An organization with a focus on teams institutes formal team joining discussions in which people learn why they were picked for their assignments. This introduction includes detailed descriptions of the skills and talents they bring to their teams and what they can rely on or turn to each teammate for
Help them understand the WHY – the impact team’s work has on the organization – when this is understood, – motivation increases
But the most important part of being on a team is developing trust with the individuals who constitute it.
Make Weekly Check-ins Your Culture
We all have done 1-1’s right?
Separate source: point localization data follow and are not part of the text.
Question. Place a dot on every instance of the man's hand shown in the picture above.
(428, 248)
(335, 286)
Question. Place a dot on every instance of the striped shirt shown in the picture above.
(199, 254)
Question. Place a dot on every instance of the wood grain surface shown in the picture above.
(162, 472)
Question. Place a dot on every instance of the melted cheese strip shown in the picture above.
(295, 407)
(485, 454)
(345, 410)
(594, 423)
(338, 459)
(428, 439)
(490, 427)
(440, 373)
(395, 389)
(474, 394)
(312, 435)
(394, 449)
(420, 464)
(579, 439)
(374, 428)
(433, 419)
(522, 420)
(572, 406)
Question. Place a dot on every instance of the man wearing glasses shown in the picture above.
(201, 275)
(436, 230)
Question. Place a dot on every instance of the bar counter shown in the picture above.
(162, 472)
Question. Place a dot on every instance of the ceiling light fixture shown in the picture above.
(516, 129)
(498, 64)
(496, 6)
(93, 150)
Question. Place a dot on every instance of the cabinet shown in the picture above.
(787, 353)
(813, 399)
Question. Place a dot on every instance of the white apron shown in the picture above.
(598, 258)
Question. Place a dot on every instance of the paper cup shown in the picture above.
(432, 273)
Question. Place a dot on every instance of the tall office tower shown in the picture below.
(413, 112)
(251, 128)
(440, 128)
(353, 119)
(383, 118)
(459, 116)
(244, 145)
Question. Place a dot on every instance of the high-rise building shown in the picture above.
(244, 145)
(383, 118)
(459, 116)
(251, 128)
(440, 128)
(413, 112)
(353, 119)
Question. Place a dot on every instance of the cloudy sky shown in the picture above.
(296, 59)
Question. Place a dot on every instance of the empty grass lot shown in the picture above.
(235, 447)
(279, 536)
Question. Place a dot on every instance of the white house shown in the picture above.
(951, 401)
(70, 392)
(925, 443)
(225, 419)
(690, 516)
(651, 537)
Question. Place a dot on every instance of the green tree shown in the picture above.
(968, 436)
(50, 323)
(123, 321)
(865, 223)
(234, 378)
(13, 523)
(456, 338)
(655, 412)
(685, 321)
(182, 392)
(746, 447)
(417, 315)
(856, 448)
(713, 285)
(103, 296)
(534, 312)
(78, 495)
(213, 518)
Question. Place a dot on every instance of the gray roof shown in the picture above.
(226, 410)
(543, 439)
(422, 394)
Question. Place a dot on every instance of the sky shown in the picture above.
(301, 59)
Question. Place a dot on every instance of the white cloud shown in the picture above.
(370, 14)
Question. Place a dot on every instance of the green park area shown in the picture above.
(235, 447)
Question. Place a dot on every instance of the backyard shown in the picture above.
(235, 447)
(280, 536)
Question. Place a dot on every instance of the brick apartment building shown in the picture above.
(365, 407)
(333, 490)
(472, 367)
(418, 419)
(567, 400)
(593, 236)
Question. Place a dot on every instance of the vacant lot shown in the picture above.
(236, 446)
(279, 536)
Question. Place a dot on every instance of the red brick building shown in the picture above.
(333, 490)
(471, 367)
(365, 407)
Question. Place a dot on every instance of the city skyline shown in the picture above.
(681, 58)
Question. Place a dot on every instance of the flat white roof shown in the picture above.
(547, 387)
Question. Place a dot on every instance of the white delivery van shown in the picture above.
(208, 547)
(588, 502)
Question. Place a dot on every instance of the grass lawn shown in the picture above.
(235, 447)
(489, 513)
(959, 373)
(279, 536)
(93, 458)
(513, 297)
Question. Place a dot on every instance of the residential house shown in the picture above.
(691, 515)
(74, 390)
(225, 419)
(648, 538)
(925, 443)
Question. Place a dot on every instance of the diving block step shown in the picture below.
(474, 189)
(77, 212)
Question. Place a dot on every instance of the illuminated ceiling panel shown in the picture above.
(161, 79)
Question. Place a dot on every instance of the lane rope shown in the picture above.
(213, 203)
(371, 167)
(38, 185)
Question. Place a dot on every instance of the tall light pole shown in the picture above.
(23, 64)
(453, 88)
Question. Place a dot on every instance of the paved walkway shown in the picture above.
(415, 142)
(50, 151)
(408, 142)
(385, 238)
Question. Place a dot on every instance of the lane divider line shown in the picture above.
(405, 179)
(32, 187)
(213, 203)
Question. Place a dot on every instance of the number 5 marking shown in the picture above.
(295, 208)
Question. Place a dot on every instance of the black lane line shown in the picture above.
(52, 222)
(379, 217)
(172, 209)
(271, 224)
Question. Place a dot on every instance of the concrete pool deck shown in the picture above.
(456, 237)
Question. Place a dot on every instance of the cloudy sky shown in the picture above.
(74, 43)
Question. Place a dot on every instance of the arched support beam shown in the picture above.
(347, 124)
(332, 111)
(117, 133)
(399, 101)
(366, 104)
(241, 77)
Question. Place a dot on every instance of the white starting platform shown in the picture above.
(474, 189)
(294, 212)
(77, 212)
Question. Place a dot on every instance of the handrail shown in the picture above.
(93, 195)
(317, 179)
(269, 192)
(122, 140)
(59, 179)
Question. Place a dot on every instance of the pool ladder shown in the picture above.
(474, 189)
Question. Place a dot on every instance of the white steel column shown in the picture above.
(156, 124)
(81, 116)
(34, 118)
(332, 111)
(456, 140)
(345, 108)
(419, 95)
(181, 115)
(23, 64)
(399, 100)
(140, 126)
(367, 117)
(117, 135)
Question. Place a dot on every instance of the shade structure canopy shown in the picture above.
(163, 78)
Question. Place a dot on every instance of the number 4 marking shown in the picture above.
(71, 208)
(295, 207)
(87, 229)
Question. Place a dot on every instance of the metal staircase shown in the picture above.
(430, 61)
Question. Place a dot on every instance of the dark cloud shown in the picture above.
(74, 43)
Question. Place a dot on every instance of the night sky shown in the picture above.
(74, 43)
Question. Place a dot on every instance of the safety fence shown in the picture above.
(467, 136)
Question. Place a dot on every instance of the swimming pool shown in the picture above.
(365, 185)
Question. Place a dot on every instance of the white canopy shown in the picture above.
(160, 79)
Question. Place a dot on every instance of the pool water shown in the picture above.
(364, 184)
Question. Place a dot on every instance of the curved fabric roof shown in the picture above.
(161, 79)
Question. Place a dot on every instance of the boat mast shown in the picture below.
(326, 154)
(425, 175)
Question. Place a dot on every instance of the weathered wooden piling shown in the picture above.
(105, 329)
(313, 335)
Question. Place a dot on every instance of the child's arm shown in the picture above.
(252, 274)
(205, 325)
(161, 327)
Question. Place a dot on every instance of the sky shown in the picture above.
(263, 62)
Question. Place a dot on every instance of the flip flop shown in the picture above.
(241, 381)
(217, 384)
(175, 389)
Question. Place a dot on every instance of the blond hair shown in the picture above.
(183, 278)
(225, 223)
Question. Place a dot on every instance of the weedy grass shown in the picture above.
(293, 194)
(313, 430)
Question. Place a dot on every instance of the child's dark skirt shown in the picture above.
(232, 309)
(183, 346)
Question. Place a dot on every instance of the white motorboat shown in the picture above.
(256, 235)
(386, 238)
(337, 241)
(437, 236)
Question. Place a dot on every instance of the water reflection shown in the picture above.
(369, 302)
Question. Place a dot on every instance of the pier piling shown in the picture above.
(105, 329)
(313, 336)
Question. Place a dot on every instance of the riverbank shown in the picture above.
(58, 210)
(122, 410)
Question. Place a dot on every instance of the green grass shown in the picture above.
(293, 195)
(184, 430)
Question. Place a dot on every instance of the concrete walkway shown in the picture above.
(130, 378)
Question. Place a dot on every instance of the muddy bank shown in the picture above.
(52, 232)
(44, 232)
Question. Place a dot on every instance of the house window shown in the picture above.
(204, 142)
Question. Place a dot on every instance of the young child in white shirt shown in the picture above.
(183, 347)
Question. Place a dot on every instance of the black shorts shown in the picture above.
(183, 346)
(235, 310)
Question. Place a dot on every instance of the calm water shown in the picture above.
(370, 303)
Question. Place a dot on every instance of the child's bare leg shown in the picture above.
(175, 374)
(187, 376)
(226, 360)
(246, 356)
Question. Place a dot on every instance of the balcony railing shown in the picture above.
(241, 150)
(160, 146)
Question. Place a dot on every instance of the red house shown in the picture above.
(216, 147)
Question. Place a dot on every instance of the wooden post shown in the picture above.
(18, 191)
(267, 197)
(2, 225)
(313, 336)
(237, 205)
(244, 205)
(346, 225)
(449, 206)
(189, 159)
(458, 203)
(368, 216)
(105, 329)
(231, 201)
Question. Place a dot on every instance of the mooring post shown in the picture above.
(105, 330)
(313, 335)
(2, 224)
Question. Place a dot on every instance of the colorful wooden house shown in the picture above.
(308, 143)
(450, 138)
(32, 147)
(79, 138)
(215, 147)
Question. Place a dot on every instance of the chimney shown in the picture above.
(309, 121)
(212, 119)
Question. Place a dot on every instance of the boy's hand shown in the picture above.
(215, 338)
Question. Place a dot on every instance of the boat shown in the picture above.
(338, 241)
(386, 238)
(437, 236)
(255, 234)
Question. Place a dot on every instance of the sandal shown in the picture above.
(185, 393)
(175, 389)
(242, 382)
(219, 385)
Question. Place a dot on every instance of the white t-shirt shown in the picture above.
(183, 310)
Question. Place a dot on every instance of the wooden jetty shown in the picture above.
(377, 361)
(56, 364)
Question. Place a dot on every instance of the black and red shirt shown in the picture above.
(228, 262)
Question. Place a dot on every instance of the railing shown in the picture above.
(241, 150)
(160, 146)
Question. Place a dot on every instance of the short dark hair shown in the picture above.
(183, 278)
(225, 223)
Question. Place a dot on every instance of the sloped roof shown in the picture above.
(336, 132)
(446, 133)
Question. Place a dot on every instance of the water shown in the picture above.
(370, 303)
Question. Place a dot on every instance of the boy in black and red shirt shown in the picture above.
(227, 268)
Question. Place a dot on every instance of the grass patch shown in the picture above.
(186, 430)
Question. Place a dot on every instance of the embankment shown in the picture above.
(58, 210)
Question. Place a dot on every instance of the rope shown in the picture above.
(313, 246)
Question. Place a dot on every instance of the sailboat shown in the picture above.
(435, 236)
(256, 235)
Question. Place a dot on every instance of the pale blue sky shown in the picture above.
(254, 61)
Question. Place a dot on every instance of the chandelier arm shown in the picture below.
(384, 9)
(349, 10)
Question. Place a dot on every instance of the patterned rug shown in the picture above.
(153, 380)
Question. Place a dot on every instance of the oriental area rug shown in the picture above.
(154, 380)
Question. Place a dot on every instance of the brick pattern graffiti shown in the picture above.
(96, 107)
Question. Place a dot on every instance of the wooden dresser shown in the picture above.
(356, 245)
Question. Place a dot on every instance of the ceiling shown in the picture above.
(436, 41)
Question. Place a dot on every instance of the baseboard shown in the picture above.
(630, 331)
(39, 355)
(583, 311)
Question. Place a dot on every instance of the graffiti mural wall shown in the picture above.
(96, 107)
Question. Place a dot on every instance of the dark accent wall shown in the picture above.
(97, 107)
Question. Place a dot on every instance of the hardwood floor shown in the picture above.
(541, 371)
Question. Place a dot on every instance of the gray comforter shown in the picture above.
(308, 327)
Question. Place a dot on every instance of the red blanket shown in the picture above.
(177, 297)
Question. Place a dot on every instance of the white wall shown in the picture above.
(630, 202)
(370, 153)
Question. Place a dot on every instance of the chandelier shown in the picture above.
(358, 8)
Did you know that organizations that build trust view a once-a-week check-in between employees and team leaders as the core human ritual at work. During this chat the team leader will not be checking up on or appraising the person or giving feedback. Instead, the leader will be talking about the short-term past and future, asking,
“What did you love about last week?”
“What did you loathe?”
“What are your priorities this coming week?”
“How can I best help?”
According to Buckingham, Asking those four questions every week for an entire year will ensure that employees build trust with their team leaders.
Invest In Your People
Be creative! Think about what each employee values and offer both personal as well as career-oriented investment options.
One way to get started is to use the Q12 for an investment framework.
Other examples are Amazon which offers college tuition; Starbucks and UPS offer student loan reimbursement; and Google provides discretionary time off to pursue personal projects.
There is a ton of current research on the value of recognition and employee fulfillment which contribute to engagement and well-being. It is fitting that we include some ideas about recognition as part of the quiet quitter discussion. Recognition refers to praising, acknowledging or expressing gratitude to employees for who they are and what they do. We’re not talking about recognition programs. Workplace recognition often focuses on work output and work-related achievements, but let’s add human-centric milestones too – celebrating birthdays, weddings, birth of a child, and other personal accomplishments. Recognize individuals as well as teams. Public or private? Each employee is unique and values recognition differently.
Here are some ideas:
Give recognition a few times a week. This sounds like alot but it can be as simple as saying thank you in a team meeting or sending an email of thanks.
Recognition becomes more meaningful when it is clear why it is being given. Telling employees how their work made an impact takes the words “good job” to a new level.
Embedded in the Culture
Simply having a recognition program is not enough. A culture of recognition is one in which gratitude, praise and appreciation are freely given, regularly received, and reach all corners of the organization. Where everyone feels empowered to take part in showing appreciation and commending achievements.
ASK! What does your team appreciate? Some favor low key acknowledgment while others feel fulfilled through public recognition. Monetary? Time off? Special lunch?